Le Jnim contrôle Kirnya depuis six ans, rappelle Human Rights Watch. Et ce jour-là, une centaine de jihadistes étaient bien présents dans le village, « dont un haut commandant », selon les informations recoupées par l’ONG auprès d’habitants témoins directs des frappes, mais aussi de militaires maliens, de membres de la société civile ou de leaders communautaires.
Soukhoï Su-24
Le problème, c’est que les frappes « indiscriminées » effectuées par un avion Soukhoï Su-24 un jour de marché, « lorsque Kirnya était bondée de commerçants, d’acheteurs et de villageois », précise Human Rights Watch, n’ont fait que des victimes civiles.
Selon l’enquête menée par l’ONG de défense des droits humains, les jihadistes « s’étaient rassemblés principalement à la mosquée du village et devant un magasin près d’un petit marché aux bestiaux. » Or, ce sont les abords de la résidence du chef du village et le marché à bestiaux lui-même qui ont été ciblés.
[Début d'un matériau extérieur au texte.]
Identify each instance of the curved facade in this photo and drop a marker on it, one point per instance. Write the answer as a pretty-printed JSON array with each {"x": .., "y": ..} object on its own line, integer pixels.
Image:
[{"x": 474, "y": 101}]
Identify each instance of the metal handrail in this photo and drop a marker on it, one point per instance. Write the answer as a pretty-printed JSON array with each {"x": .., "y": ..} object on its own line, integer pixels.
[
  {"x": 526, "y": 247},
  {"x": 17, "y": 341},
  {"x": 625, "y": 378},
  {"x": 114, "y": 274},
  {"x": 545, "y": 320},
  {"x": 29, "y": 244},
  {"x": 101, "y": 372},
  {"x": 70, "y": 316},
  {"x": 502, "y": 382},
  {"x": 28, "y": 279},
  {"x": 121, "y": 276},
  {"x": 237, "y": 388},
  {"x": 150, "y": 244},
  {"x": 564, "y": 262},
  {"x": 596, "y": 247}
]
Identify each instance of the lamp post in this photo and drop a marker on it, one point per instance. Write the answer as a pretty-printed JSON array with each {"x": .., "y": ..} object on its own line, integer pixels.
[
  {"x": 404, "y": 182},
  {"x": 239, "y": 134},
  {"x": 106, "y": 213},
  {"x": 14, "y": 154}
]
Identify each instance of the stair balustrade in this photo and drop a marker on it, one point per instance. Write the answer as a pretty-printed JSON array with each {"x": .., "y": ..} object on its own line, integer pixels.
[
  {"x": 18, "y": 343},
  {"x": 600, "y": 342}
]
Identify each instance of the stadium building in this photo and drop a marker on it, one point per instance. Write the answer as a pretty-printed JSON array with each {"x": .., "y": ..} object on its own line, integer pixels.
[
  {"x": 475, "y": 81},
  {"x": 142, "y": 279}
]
Parmi les victimes, selon Human Rights Watch, aucun jihadiste mais huit civils : trois enfants de moins de dix ans, une femme de 24 ans et quatre hommes.
« Lieu de rassemblement de groupes terroristes »
Le 23 juillet, sur les réseaux sociaux, l’Africa Corps russe, partenaire de l’armée malienne, revendique ces frappes, affirmant avoir ciblé avec succès un « lieu de rassemblement de groupes terroristes » et tué plusieurs chefs. Le ministère russe de la Défense n’a jamais répondu aux sollicitations de Human Rights Watch.
L’ONG de défense des droits humains rappelle que le droit de la guerre « interdit les attaques qui visent des civils », « qui ne font pas de distinction entre les civils et les combattants » ou « qui sont susceptibles de nuire à des civils […] de manière disproportionnée par rapport à tout avantage militaire attendu ».